AI08 Validation of the EczemaNet artificial intelligence-based eczema severity tool in a paediatric population
Wei Chern Gavin Fong, Jena Strawford, Wai Hoh Tang, Filip Paszkiewicz, Lucy Bradshaw, Claudia Gore, Ting Seng Tang, Hywel C Williams, Reiko Tanaka, Kim ThomasAbstract
Accurate assessment of disease severity is essential for monitoring atopic eczema and guiding triage and treatment decisions. Traditional clinician-based scoring systems, such as Eczema Area and Severity Index (EASI) and Investigator Global Assessment (IGA), are resource intensive and require face-to-face assessment, limiting scalability for remote monitoring. EczemaNet is an artificial intelligence (AI)-based eczema severity assessment tool to generate severity scores that correspond to EASI and IGA from images. EczemaNet was trained using data collected from nearly 300 children with eczema. The aim of the study was to assess the consistency between EczemaNet-generated and clinician-assessed EASI and IGA scores in children. We conducted a validation study for EczemaNet by collecting 1979 clinician-taken images from 166 children attending secondary care paediatric allergy and dermatology clinics.
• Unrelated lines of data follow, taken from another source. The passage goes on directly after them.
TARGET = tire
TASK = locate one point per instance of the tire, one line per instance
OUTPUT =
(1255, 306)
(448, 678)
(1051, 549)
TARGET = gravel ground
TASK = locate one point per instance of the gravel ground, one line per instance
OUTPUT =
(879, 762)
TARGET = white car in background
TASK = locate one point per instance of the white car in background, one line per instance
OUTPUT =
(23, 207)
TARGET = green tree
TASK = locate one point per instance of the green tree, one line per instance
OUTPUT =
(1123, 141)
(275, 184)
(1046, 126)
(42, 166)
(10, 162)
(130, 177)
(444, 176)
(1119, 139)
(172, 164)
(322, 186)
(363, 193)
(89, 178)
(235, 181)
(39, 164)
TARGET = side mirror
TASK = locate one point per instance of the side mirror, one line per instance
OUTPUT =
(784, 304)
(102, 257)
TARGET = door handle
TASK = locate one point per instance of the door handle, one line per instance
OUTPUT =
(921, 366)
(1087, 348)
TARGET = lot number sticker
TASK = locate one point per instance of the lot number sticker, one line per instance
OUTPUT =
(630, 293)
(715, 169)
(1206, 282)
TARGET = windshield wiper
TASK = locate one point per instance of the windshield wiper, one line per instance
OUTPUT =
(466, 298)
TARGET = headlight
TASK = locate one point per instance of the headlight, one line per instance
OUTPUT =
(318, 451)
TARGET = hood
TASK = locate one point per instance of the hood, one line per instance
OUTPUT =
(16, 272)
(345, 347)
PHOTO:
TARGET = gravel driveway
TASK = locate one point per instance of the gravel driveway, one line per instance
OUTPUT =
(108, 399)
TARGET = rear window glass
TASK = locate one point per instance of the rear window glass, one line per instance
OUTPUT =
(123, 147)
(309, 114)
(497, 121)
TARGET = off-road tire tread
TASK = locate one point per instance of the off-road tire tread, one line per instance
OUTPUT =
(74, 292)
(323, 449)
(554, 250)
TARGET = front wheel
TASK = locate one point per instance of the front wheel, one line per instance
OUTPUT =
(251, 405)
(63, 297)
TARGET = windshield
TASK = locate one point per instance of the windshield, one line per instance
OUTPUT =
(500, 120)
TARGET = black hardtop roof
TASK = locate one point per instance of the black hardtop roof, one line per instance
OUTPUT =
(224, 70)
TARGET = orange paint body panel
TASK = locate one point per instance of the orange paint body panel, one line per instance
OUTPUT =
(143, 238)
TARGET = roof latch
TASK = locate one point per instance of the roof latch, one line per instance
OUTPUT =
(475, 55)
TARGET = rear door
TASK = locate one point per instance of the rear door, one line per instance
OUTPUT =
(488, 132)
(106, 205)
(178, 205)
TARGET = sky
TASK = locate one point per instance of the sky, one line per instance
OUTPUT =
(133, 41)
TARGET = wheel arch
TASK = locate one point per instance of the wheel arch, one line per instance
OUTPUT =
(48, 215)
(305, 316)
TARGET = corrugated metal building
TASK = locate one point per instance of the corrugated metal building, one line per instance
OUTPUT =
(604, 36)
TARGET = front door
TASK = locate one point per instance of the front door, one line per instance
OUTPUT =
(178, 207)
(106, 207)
We assessed agreement between EczemaNet-generated scores and clinician-assessed EASI using intraclass correlation coefficients. Agreement with IGA and EASI severity strata was assessed using weighted kappa (κw), and correlation using Spearman’s coefficient. Overall, 56.6% of patients (n = 94) had darker skin tones (Fitzpatrick IV–VI). Over 80% of patients had sufficient data to generate an EASI-mimicking score, and > 90% had adequate data to generate an IGA-mimicking score. The AI-EASI method showed excellent agreement with clinical EASI scores (intraclass correlation coefficient = 0.90), good agreement with IGA (κw = 0.73) and very good agreement with EASI severity strata (κw = 0.88). The AI-IGA method showed comparable performance, with excellent correlation with clinician-assessed EASI scores (r = 0.95) and good agreement with IGA (κw = 0.72). Sensitivity analyses suggested that Fitzpatrick skin type did not significantly impact model performance; however, agreement was reduced in patients with more severe disease. Using clinician-provided images, EczemaNet demonstrates excellent agreement with EASI and good agreement with IGA in a real-world paediatric population. These findings support its potential as a scalable tool for remote disease monitoring, clinical decision support and research, pending improved performance in cases of severe disease.